Anyway, I managed to squeeze into my wetsuit and we waded out into the lake. A few swims up and down the shore to get us used to the water, swimming in groups, and some pointers on our technique (our group's instructor praised my kick! said she'd draft behind me anytime) and we were off to the group swim. Out into the deep water, all together, to see what we were made of.
I had a nice start, shot out ahead, then a boat-wake hit me and I inhaled some water. That's when the amygdala took over and all my training flew out the window. Suddenly I couldn't breathe right, the adrenaline surge erased all my thinking. Fortunately, those wetsuits make you float and I was able to turn over and breathe a bit and get my frontal lobes to do their thing: I'm not going to drown, they said, I know how to swim, I know how to breathe, and I can finish this.
The instructor, seeing me panic, offered that I could head back to shore. Well there was NO way I was going to give up now! I told her I'd be OK, side stroked a bit then got back into my rhythm.

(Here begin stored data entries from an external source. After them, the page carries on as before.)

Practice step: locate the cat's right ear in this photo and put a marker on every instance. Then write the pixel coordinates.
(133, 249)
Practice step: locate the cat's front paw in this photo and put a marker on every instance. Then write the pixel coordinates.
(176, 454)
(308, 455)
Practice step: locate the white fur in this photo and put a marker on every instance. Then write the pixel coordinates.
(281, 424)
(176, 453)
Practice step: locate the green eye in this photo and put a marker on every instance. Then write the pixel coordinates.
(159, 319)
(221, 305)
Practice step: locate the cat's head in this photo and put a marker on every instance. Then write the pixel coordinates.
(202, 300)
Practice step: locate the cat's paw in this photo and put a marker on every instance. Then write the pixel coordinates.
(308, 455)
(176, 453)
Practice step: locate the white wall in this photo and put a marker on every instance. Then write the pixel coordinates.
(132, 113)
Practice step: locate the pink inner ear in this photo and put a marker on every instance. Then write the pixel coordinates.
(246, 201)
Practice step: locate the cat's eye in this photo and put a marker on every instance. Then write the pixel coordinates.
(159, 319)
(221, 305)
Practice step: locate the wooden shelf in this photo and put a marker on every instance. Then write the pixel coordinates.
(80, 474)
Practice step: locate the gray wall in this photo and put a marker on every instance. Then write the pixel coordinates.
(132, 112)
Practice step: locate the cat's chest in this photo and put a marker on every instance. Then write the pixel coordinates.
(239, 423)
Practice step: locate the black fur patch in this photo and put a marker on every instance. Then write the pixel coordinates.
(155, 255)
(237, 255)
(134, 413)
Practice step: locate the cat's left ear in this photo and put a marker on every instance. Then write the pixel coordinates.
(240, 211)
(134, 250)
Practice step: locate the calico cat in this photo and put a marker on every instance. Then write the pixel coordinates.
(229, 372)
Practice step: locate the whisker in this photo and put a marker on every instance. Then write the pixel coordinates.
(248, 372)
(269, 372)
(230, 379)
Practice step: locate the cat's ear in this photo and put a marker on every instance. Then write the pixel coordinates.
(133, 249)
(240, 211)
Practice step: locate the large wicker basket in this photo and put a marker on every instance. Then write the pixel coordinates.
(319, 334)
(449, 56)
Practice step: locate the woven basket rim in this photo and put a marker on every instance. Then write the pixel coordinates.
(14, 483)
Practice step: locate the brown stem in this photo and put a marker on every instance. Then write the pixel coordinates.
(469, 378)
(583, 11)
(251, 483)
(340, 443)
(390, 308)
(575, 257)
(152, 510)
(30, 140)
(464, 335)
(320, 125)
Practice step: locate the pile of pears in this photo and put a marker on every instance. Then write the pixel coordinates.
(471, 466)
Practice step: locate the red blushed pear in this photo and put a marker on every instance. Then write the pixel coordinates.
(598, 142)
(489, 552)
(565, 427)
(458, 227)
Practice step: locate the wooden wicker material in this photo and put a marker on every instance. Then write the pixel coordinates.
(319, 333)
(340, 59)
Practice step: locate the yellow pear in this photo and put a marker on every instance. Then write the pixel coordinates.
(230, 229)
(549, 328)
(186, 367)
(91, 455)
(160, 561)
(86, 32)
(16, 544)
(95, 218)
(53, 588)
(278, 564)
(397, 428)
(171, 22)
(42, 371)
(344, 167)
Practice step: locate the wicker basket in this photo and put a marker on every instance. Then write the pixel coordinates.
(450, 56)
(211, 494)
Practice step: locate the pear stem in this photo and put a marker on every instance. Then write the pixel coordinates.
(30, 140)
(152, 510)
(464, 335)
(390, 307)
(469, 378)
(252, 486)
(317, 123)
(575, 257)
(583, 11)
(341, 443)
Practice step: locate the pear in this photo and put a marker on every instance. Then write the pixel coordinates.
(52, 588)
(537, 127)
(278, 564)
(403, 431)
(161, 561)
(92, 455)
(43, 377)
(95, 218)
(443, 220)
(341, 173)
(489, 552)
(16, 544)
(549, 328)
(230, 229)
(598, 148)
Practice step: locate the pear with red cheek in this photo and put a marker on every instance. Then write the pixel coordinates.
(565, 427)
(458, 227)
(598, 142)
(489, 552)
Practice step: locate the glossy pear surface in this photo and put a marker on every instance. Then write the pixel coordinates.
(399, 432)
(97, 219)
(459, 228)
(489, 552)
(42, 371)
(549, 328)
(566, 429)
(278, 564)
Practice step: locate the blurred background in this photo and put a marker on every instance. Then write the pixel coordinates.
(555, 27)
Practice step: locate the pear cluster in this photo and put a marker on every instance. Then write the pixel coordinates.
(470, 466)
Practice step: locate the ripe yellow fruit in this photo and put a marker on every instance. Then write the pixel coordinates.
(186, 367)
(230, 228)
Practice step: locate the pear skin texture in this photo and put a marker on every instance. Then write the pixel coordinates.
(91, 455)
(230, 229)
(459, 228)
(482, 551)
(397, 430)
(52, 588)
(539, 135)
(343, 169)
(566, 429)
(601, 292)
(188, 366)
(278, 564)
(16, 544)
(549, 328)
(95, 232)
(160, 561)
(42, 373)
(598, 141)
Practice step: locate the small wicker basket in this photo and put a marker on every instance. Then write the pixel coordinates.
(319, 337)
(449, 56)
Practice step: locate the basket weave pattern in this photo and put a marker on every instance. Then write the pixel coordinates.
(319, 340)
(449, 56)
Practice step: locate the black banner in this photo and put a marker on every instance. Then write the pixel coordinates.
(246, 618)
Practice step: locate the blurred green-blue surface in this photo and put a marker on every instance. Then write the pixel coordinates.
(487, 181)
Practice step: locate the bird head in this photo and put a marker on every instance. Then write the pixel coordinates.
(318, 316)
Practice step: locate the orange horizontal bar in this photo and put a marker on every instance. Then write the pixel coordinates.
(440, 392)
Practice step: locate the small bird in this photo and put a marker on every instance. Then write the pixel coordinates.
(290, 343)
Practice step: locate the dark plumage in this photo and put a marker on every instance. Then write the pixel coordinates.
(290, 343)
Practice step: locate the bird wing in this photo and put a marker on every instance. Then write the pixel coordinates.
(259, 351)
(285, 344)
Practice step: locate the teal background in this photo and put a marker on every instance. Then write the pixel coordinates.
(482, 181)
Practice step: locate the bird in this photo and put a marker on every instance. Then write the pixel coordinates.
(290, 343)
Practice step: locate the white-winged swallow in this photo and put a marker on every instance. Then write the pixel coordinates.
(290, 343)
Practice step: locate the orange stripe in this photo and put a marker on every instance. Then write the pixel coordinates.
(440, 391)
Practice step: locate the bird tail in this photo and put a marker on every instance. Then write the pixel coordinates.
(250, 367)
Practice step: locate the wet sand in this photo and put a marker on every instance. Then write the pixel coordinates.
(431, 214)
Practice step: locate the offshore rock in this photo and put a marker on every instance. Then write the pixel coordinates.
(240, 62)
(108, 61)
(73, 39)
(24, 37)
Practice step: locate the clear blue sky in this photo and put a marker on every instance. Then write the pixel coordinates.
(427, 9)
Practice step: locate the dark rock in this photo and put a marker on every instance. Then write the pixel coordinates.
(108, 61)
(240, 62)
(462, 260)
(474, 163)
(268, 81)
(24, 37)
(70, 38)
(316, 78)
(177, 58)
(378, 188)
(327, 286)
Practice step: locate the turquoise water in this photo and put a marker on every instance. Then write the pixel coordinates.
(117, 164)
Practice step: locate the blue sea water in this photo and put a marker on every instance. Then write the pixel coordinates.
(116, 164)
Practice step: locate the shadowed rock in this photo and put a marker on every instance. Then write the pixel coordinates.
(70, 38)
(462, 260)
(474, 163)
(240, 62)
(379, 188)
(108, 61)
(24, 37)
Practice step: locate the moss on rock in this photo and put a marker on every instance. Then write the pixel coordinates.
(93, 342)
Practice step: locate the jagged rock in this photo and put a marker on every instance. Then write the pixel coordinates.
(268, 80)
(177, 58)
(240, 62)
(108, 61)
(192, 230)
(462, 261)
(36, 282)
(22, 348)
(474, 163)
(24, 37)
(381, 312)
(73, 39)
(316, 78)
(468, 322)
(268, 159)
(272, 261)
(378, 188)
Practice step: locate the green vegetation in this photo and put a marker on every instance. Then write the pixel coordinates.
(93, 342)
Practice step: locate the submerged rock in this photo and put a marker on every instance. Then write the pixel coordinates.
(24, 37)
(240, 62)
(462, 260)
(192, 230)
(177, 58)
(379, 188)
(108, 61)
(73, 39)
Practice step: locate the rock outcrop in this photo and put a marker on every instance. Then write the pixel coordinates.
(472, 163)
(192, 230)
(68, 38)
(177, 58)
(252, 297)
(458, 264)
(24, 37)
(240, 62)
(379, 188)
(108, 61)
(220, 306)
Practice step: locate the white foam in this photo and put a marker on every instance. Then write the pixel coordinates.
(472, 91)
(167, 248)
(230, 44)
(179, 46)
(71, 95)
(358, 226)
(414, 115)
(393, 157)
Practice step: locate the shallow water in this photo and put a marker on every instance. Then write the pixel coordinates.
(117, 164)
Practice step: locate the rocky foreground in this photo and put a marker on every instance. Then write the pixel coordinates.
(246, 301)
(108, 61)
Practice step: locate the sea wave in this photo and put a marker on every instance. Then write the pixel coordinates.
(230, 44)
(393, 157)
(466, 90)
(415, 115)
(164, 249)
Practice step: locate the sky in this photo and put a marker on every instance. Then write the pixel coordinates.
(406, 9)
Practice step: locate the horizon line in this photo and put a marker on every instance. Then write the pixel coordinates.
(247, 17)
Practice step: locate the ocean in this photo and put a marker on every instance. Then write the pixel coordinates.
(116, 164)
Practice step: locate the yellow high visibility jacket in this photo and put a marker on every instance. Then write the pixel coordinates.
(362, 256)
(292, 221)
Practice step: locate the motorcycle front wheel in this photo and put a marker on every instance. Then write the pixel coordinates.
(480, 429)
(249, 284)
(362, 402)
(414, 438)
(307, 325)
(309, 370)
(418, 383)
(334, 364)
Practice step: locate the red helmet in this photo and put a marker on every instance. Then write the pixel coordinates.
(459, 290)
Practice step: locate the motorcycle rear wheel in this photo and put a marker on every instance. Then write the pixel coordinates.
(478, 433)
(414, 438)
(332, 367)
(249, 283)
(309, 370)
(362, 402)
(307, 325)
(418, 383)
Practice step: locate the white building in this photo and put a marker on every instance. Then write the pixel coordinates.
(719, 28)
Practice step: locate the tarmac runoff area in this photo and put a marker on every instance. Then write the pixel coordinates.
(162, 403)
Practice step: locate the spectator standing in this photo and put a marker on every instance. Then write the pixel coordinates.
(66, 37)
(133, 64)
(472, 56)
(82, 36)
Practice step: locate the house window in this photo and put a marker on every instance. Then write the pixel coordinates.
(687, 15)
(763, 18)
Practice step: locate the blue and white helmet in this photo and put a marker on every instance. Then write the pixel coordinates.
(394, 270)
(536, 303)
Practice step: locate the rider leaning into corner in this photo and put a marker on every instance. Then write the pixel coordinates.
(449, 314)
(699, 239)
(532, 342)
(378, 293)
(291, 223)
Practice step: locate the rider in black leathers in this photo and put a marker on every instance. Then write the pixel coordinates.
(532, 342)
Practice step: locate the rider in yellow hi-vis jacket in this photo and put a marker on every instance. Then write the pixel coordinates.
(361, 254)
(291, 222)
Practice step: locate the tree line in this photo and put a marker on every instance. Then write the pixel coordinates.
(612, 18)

I had one more panic/need to side-stroke before the end and still managed to finish in the top quarter of the group!
I met up with my trainer and some of her friends today (July 4) to do another open-water. Today was less panicky (though those first few minutes, when the cold lake water hits your face, are still unnerving) and I managed to do almost a mile (I'll have to do only 1/2 mile for my triathlon).
After our first trip across the lake, one of the other participants said she didn't want to do a second lap, not because it was physically hard, but because it was emotionally hard. I reminded her that was exactly why we needed to do it again. She grimaced, but agreed, and we went out for one more lap.
Tomorrow: my first "brick" where I bike for 12 miles, then immediately change to running shoes and run for 3.2. Now the *real* pain begins!